Question

the right rectangular prisms are similar. which statements are correct? check all that apply. the angles in the smaller prism measure 90 degrees. the perimeter of the rectangular bases changes by a factor of 2. the surface area changes by a factor of 8. the larger prism has twice the volume of the smaller prism. the area of the rectangular bases changes by a factor of 4.

Explanation:

Step1: Analyze angle property

Right rectangular prisms have all angles as 90 degrees, so smaller prism angles are 90° (correct).

Step2: Find scale factor

Larger prism dimensions: \(2.2, 0.8, 3.2\); Smaller: \(1.1, 0.4, 1.6\).

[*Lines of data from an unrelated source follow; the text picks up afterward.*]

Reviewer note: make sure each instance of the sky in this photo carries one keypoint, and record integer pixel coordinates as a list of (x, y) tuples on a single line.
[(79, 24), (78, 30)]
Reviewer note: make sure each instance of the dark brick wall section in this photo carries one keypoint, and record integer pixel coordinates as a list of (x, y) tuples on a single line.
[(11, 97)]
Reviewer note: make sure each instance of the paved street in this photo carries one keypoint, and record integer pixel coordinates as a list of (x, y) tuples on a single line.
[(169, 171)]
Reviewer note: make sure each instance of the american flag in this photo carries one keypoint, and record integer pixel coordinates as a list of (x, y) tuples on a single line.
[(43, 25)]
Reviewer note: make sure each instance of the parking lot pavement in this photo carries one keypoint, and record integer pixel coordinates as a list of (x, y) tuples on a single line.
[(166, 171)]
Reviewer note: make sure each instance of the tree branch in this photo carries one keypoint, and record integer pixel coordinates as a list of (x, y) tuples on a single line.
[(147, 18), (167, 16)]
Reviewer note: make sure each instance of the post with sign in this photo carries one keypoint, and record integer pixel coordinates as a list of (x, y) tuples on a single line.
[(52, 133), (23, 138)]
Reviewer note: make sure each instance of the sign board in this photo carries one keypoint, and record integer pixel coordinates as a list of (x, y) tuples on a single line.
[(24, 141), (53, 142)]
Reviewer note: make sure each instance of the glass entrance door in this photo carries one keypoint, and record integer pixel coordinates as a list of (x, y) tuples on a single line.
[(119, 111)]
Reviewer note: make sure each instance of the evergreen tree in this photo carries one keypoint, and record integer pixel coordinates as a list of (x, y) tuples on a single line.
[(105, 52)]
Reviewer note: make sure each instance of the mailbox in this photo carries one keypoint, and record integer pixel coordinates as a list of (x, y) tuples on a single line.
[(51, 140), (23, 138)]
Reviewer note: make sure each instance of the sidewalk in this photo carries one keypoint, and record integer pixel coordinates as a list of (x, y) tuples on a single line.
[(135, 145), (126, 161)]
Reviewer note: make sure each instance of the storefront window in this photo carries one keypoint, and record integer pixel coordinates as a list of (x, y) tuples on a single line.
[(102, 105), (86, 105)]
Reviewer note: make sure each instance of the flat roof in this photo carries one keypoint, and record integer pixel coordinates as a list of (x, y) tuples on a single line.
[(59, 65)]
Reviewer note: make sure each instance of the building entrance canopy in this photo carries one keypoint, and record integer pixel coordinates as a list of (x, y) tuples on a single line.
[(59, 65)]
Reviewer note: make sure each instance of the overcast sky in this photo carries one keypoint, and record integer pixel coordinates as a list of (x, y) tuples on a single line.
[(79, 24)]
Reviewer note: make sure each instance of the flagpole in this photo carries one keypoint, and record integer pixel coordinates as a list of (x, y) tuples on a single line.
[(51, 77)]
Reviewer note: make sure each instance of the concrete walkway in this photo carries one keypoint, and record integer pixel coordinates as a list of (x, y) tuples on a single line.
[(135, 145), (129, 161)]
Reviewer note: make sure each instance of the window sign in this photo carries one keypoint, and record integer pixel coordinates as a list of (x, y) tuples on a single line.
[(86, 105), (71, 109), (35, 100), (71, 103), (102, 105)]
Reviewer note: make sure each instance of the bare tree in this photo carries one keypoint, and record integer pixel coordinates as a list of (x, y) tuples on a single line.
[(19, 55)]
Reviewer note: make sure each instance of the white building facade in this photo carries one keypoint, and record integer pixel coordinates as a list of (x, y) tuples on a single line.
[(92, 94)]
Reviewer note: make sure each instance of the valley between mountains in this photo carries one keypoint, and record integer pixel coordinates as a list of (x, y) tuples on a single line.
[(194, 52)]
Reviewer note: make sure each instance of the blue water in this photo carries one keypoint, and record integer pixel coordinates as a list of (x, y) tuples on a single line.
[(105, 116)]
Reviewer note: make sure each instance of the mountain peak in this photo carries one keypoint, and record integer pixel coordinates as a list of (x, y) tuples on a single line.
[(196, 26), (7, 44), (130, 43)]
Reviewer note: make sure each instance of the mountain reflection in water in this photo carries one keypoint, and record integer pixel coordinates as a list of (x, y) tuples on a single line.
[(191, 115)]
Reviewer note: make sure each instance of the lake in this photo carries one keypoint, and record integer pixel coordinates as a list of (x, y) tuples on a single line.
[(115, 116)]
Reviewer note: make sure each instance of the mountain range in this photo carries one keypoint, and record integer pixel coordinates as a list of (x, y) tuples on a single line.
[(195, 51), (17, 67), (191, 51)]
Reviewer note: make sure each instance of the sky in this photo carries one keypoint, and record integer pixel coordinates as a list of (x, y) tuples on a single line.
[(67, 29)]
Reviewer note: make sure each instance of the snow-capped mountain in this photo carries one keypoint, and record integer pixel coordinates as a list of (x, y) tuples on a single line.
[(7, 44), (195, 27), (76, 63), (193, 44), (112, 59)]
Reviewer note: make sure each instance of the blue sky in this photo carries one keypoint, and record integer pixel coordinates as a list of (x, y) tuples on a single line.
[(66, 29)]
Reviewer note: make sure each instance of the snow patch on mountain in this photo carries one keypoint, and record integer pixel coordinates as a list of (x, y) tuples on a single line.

Scale factor \(k=\frac{2.2}{1.1}=2\) (or \(\frac{0.8}{0.4}=2\), \(\frac{3.2}{1.6}=2\)).

Step3: Perimeter of bases

Perimeter is linear, so scale factor for perimeter is \(k = 2\) (correct).

Step4: Surface area scale

Surface area scale factor is \(k^2=2^2 = 4\), not 8 (incorrect).

Step5: Volume scale

Volume scale factor is \(k^3=2^3 = 8\), so larger volume is 8x smaller, not 2x (incorrect).

Step6: Base area scale

Base area (2D) scale factor is \(k^2=4\) (correct).

Answer:

• The angles in the smaller prism measure 90 degrees.
• The perimeter of the rectangular bases changes by a factor of 2.
• The area of the rectangular bases changes by a factor of 4.